As far as Saturday’s matchup goes, Eubanks will stand across Gatto, who enters her second fight in the UFC with a 7-0-2 record, securing four of those seven wins by submission.
Eubanks isn’t underestimating her opponent by any means but knows that she has some tricks to stop Gatto.
“Any time I get a Brazilian girl I’m like, ‘here we go, you got to kill those girls,’” Eubanks said. “Just because she is unranked and unknown, automatically I look at her record, some of her fights, and know she is going to be tough. All my opponents are tough.
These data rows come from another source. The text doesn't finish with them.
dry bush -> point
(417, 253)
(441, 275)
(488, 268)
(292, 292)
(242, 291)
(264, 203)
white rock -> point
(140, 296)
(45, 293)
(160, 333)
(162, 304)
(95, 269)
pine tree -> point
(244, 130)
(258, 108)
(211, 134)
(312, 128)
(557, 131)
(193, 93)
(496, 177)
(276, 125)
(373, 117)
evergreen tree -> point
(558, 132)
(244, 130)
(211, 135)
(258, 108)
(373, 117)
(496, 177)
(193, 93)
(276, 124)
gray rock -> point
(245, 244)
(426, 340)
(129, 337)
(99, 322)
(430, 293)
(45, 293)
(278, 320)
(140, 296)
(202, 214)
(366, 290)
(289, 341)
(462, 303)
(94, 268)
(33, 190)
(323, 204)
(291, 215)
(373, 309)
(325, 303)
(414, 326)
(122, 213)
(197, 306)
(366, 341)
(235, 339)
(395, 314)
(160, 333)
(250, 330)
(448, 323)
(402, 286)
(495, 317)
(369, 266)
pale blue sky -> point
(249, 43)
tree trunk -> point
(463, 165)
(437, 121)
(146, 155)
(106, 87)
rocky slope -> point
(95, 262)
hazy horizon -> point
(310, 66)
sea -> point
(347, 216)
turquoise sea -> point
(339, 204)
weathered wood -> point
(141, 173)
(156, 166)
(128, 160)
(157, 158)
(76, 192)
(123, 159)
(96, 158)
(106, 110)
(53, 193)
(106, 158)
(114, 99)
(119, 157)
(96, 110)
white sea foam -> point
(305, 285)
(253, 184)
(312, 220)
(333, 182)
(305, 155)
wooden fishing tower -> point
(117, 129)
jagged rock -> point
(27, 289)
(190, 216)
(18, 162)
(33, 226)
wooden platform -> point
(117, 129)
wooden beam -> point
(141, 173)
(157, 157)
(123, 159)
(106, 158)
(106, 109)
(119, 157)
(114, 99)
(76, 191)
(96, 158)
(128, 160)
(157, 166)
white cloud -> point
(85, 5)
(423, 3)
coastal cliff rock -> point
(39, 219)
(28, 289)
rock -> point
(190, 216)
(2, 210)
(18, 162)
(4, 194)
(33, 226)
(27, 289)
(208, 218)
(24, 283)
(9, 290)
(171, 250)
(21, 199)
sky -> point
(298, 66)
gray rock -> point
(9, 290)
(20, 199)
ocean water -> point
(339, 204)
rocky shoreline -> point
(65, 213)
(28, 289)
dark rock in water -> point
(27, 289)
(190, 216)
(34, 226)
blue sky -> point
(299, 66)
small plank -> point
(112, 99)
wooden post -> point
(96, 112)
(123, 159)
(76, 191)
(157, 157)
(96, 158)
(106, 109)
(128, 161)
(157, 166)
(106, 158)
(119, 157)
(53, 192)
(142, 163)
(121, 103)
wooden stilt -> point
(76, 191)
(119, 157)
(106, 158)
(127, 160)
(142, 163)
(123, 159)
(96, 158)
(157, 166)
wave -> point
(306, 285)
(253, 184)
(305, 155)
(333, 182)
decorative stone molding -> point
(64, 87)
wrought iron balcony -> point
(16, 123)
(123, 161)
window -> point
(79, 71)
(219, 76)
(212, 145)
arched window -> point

She’s well-rounded, got some jiu-jitsu, got some range.”
While Gatto will be entering her second fight in the UFC, Eubanks will be making her second fight back at flyweight after moving up to bantamweight for six fights, compiling a 2-4 record.
The Massachusetts native feels best at 125.
“Coming into this second fight at flyweight, camp felt good,” Eubanks said. “I’m at a different walk around (weight). I’m a lot faster, lot leaner than I used to be and I’m feeling good.”
Eubanks has a winning mentality as December 18 approaches, only envisioning herself with her hand raised at the end of the night. The 36-year-old strongly believes that she has everything she needs to take Gatto down, from striking, to grappling to wrestling.
She is looking forward to bringing forward the best ‘SarJ’ to the Octagon.
“Anytime I bring my best foot forward I get W’s,” Eubanks said. “Anytime I fight how I want to fight, and I put the pace how I want the pace to go, and I go where I want to go, standing or on the ground, I win the fight. That’s the goal. I’ve been enjoying bringing these fights to the ground now that I’m back at flyweight. I had a hard time putting bantamweights on their back, but those flyweights I’m going to start taking them down a bit more.”